BİR DELİNİN NOTLARI II

0
64
BİR DELİNİN NOTLARI
BİR DELİNİN NOTLARI

Aklımın derinliklerine ulaşan derin hissiyat yapılan her türlü hareketin habercisi olarak karşıma çıkıyordu. Hayatın acımasız yönleri bugünlerde daha sık karşıma çıkar oldu. Bu derin hissiyat ve sebebi  belli olmayan yoğunluk, ferdimin en zor zamanlarında ortaya çıkıyordu. Sorgulamam gereken şeyleri duygularım etkisiyle yarım kalıyor, beni duraklatıyordu. Düşünürken beynime kan sıçratan konular yerini bir garip sakinliğe bırakıyordu. Sakinliğimin iyi bir şey olduğunu düşünüyordum. Çünkü bu durum alışık olduğum bir hal değildi. Gözlerden anladığım düşünceyi dilleriyle anlatamayan insanlar vardı. Gözleri okumak çoğu zaman acı veriyordu. Ama bu doğru duyguyu ele veren en güzel yöntemdi. Bu dördüncü devre saat 11:03. Bu sonsuzluğun umuda yakın olduğu bir an olabilir. Duyguların duygusuzluğa itildiği sahte bir gün de. Saçma belki ama gerçeği andırmıyor diyemem. Bu sonuçlar çerçevesinde iyiliğe açılan kapı her zamankinden daha açıktı. Yorulmuş olmamın verdiği durgunlukla etrafa bakıyor, inceliyordum. Ama görmek istediğim kişi karşıma çıkmıyordu. Sürekli bakıyor ama bir türlü göremiyordum. Belki de o da bana bakıyordur. Aynı çölün ortasında birbirimizi arıyorduk sanki. Bir bildiğim olduğu zaman paylaşmam gerekiyormuş. Böyle hissediyorum. Yoksa o şey içimde virüs gibi büyüyor. Bu bende dert olmamalı. Tek korktuğum şey olan ‘’yalan’’ ihtimal olarak bile çıkmamalı karşıma. Uzak duramam ki alışkanlığımdan. Bir hayra alamet durumlar varken zoru seçmek fazlasıyla saçmaydı. Solmakta olan bu asil çiçeğe can vermekti doğru olan. Arayıp gerçeği bulmak her zaman içimde olan kuvvet dolu duyguyu, ümidi ortaya çıkarıyordu. Yoksa sevene bırak denilir mi hiç? Darbe yiyen insan vazgeçmemeli. Kıyamete kadar yanında olmalı. Kimi istersek onu buluruz yanımızda, nefret veya öfke. Bunları hiçbir zaman istemedim. Gidecek olsam bir an bile düşünmeden bunu yapabilirdim. Ama ben kalmak, kalbimin sesini duymak taraftarıydım. Çünkü korkak olmak benim karakterimde yoktu.

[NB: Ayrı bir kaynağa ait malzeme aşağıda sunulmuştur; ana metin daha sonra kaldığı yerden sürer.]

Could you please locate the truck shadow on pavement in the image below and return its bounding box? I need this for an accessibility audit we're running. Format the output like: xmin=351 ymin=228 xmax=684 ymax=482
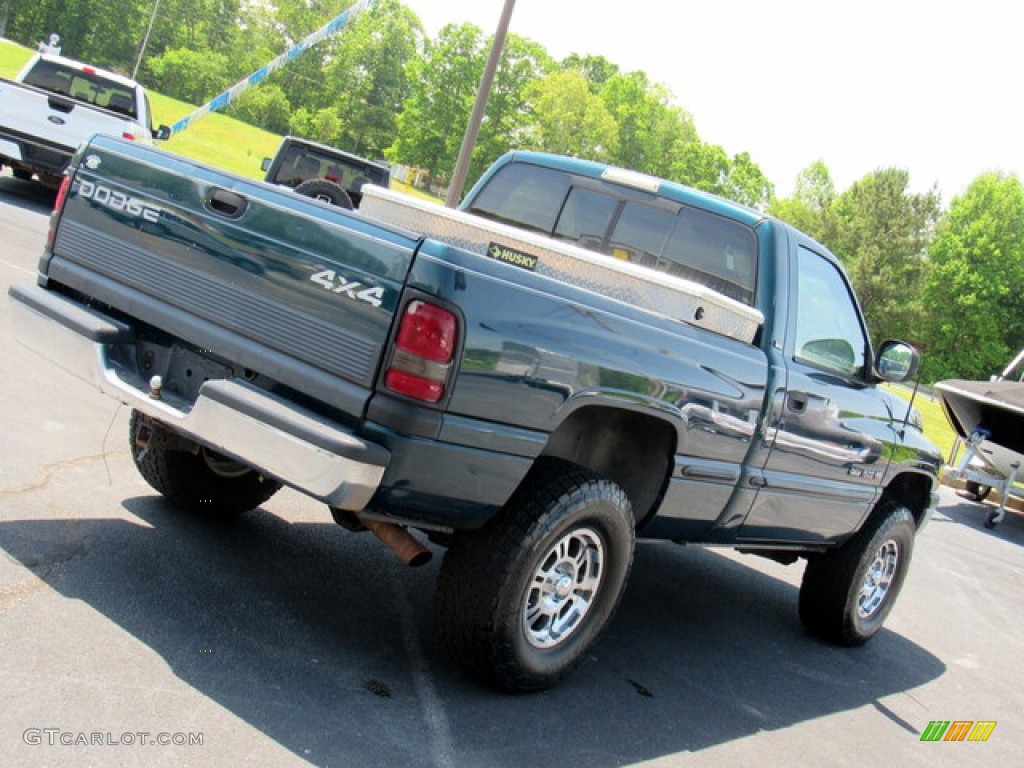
xmin=932 ymin=492 xmax=1024 ymax=547
xmin=0 ymin=171 xmax=57 ymax=214
xmin=0 ymin=497 xmax=945 ymax=768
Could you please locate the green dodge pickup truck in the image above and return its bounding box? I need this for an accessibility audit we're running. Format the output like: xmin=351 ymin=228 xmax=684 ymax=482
xmin=10 ymin=137 xmax=941 ymax=691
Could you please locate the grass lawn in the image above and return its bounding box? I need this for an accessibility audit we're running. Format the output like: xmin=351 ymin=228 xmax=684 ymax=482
xmin=886 ymin=386 xmax=956 ymax=461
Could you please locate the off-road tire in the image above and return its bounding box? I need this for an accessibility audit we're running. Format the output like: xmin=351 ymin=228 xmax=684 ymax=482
xmin=434 ymin=462 xmax=635 ymax=692
xmin=128 ymin=411 xmax=281 ymax=519
xmin=800 ymin=502 xmax=915 ymax=646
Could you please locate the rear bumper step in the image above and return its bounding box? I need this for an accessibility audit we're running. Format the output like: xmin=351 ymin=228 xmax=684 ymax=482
xmin=9 ymin=284 xmax=390 ymax=511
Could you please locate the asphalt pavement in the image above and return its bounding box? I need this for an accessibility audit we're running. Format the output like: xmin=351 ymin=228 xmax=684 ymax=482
xmin=0 ymin=172 xmax=1024 ymax=768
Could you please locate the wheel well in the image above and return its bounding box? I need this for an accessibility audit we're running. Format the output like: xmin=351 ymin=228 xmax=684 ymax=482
xmin=879 ymin=472 xmax=932 ymax=526
xmin=541 ymin=407 xmax=676 ymax=524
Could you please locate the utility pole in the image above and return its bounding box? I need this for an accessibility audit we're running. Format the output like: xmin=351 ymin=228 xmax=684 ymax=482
xmin=444 ymin=0 xmax=515 ymax=208
xmin=131 ymin=0 xmax=160 ymax=80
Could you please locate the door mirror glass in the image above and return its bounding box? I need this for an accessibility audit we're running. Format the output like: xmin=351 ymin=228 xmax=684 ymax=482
xmin=874 ymin=341 xmax=921 ymax=382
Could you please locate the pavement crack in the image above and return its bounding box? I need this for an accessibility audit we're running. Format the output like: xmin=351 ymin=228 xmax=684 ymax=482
xmin=0 ymin=451 xmax=128 ymax=502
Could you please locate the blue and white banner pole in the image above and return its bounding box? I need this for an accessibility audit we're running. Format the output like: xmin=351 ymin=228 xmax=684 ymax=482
xmin=171 ymin=0 xmax=376 ymax=135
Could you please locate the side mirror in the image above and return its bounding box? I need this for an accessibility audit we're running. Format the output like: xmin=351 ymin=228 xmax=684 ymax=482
xmin=874 ymin=339 xmax=921 ymax=382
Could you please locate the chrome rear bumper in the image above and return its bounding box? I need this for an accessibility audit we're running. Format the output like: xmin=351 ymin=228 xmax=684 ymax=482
xmin=9 ymin=284 xmax=390 ymax=511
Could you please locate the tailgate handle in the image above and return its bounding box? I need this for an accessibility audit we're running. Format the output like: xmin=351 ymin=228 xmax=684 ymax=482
xmin=203 ymin=187 xmax=249 ymax=219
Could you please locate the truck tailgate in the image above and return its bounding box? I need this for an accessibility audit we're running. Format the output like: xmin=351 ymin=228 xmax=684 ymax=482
xmin=0 ymin=81 xmax=131 ymax=151
xmin=41 ymin=136 xmax=418 ymax=415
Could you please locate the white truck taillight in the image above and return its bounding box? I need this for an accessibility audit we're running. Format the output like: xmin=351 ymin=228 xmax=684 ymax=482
xmin=384 ymin=299 xmax=459 ymax=402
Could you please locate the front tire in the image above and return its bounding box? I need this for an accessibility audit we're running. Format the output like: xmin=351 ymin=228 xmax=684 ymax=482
xmin=800 ymin=503 xmax=916 ymax=646
xmin=128 ymin=411 xmax=281 ymax=518
xmin=435 ymin=462 xmax=634 ymax=692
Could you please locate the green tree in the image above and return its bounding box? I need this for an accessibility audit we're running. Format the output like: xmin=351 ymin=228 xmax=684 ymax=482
xmin=600 ymin=72 xmax=697 ymax=176
xmin=148 ymin=48 xmax=227 ymax=104
xmin=825 ymin=168 xmax=940 ymax=348
xmin=321 ymin=0 xmax=424 ymax=158
xmin=768 ymin=160 xmax=836 ymax=245
xmin=467 ymin=35 xmax=555 ymax=184
xmin=289 ymin=106 xmax=343 ymax=146
xmin=923 ymin=173 xmax=1024 ymax=381
xmin=385 ymin=24 xmax=486 ymax=175
xmin=523 ymin=71 xmax=618 ymax=161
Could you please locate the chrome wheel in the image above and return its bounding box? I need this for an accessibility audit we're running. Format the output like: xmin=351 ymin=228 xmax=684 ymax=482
xmin=857 ymin=539 xmax=899 ymax=618
xmin=523 ymin=528 xmax=605 ymax=648
xmin=202 ymin=445 xmax=252 ymax=478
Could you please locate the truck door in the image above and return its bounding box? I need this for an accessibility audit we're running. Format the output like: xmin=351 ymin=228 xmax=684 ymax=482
xmin=738 ymin=242 xmax=895 ymax=544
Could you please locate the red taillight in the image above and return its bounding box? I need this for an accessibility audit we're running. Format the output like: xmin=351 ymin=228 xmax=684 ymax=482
xmin=384 ymin=300 xmax=459 ymax=402
xmin=46 ymin=173 xmax=71 ymax=247
xmin=395 ymin=301 xmax=459 ymax=362
xmin=384 ymin=368 xmax=444 ymax=402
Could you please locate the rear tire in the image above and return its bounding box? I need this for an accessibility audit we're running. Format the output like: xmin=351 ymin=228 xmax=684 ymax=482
xmin=800 ymin=503 xmax=916 ymax=646
xmin=435 ymin=462 xmax=634 ymax=692
xmin=128 ymin=411 xmax=281 ymax=518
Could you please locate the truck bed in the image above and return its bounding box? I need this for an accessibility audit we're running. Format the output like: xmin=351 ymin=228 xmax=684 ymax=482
xmin=360 ymin=185 xmax=764 ymax=344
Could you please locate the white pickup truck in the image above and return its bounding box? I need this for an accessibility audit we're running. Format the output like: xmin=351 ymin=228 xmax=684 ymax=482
xmin=0 ymin=53 xmax=171 ymax=186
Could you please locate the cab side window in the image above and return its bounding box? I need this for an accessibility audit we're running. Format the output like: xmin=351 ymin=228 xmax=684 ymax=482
xmin=796 ymin=246 xmax=867 ymax=377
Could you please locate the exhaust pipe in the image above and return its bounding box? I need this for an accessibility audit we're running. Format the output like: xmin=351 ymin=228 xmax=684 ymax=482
xmin=357 ymin=516 xmax=433 ymax=568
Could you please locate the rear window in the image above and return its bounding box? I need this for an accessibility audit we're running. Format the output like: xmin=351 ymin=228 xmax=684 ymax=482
xmin=470 ymin=163 xmax=757 ymax=305
xmin=273 ymin=144 xmax=390 ymax=189
xmin=25 ymin=59 xmax=138 ymax=120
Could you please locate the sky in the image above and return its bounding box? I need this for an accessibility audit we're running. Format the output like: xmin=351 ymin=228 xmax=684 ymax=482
xmin=404 ymin=0 xmax=1024 ymax=206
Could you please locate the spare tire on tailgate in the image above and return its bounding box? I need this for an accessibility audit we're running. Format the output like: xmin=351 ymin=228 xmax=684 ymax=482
xmin=295 ymin=178 xmax=353 ymax=211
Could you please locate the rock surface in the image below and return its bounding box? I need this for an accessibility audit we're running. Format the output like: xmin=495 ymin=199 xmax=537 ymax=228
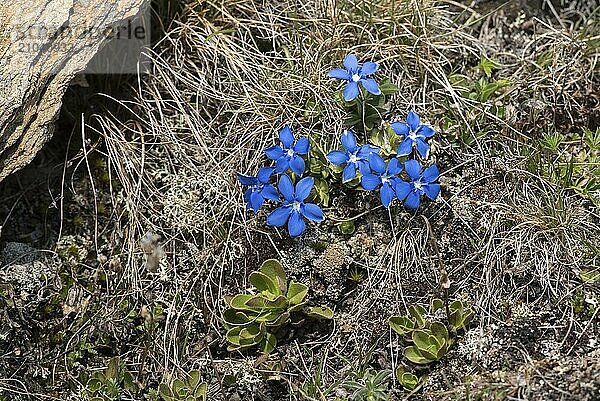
xmin=0 ymin=0 xmax=148 ymax=181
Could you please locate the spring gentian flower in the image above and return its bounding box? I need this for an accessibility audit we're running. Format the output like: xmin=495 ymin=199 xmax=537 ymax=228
xmin=267 ymin=174 xmax=325 ymax=237
xmin=396 ymin=160 xmax=440 ymax=209
xmin=327 ymin=131 xmax=379 ymax=182
xmin=265 ymin=125 xmax=310 ymax=176
xmin=238 ymin=167 xmax=279 ymax=213
xmin=328 ymin=54 xmax=381 ymax=102
xmin=361 ymin=154 xmax=402 ymax=208
xmin=390 ymin=111 xmax=435 ymax=159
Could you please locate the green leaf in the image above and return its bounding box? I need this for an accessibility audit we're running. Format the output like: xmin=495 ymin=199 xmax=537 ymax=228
xmin=337 ymin=220 xmax=356 ymax=235
xmin=250 ymin=272 xmax=281 ymax=296
xmin=246 ymin=295 xmax=288 ymax=310
xmin=287 ymin=281 xmax=308 ymax=305
xmin=396 ymin=366 xmax=419 ymax=391
xmin=305 ymin=306 xmax=333 ymax=319
xmin=265 ymin=312 xmax=290 ymax=327
xmin=477 ymin=56 xmax=501 ymax=78
xmin=388 ymin=316 xmax=415 ymax=336
xmin=260 ymin=259 xmax=287 ymax=294
xmin=404 ymin=345 xmax=433 ymax=365
xmin=430 ymin=322 xmax=449 ymax=343
xmin=408 ymin=304 xmax=427 ymax=328
xmin=239 ymin=325 xmax=265 ymax=346
xmin=223 ymin=308 xmax=255 ymax=325
xmin=260 ymin=333 xmax=277 ymax=354
xmin=579 ymin=269 xmax=600 ymax=284
xmin=431 ymin=298 xmax=444 ymax=313
xmin=412 ymin=330 xmax=435 ymax=350
xmin=225 ymin=326 xmax=243 ymax=345
xmin=229 ymin=294 xmax=253 ymax=311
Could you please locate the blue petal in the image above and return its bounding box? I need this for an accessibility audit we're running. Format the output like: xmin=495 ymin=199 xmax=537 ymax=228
xmin=290 ymin=155 xmax=306 ymax=177
xmin=356 ymin=145 xmax=379 ymax=159
xmin=265 ymin=145 xmax=283 ymax=160
xmin=396 ymin=180 xmax=412 ymax=201
xmin=406 ymin=111 xmax=421 ymax=132
xmin=274 ymin=155 xmax=290 ymax=174
xmin=279 ymin=174 xmax=294 ymax=202
xmin=387 ymin=158 xmax=402 ymax=175
xmin=360 ymin=174 xmax=381 ymax=191
xmin=342 ymin=131 xmax=356 ymax=153
xmin=260 ymin=184 xmax=280 ymax=201
xmin=327 ymin=150 xmax=348 ymax=166
xmin=404 ymin=191 xmax=421 ymax=209
xmin=327 ymin=68 xmax=352 ymax=81
xmin=304 ymin=203 xmax=325 ymax=223
xmin=415 ymin=138 xmax=429 ymax=159
xmin=288 ymin=211 xmax=306 ymax=237
xmin=294 ymin=138 xmax=310 ymax=155
xmin=379 ymin=182 xmax=395 ymax=208
xmin=250 ymin=191 xmax=265 ymax=213
xmin=257 ymin=167 xmax=275 ymax=184
xmin=369 ymin=154 xmax=385 ymax=175
xmin=344 ymin=81 xmax=358 ymax=102
xmin=423 ymin=184 xmax=441 ymax=200
xmin=342 ymin=163 xmax=356 ymax=182
xmin=244 ymin=188 xmax=254 ymax=202
xmin=295 ymin=177 xmax=315 ymax=202
xmin=423 ymin=164 xmax=440 ymax=182
xmin=419 ymin=125 xmax=435 ymax=138
xmin=360 ymin=61 xmax=379 ymax=77
xmin=238 ymin=173 xmax=258 ymax=185
xmin=279 ymin=125 xmax=294 ymax=149
xmin=390 ymin=122 xmax=410 ymax=136
xmin=404 ymin=160 xmax=421 ymax=181
xmin=360 ymin=78 xmax=381 ymax=95
xmin=357 ymin=160 xmax=371 ymax=175
xmin=396 ymin=138 xmax=413 ymax=156
xmin=344 ymin=54 xmax=358 ymax=72
xmin=267 ymin=205 xmax=292 ymax=227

O derin hissiyatların prangasında olmak o kadar da kötü olmasa da değer bilen herhangi biri için uğraşmaya değerdi. Bu zamanlarda onlardan fazla kalmasa da insan umudunu kaybetmek istemiyor. Öte yandan sürekli diğer ihtimalleri düşünüyor. Karamsar düşünceler ne kadar yok sayılsa da hep bir köşede duruyor, duracak. Önemli olan karamsarlığa bile meydan okuyabilecek kuvveti kendinde bulabilmek.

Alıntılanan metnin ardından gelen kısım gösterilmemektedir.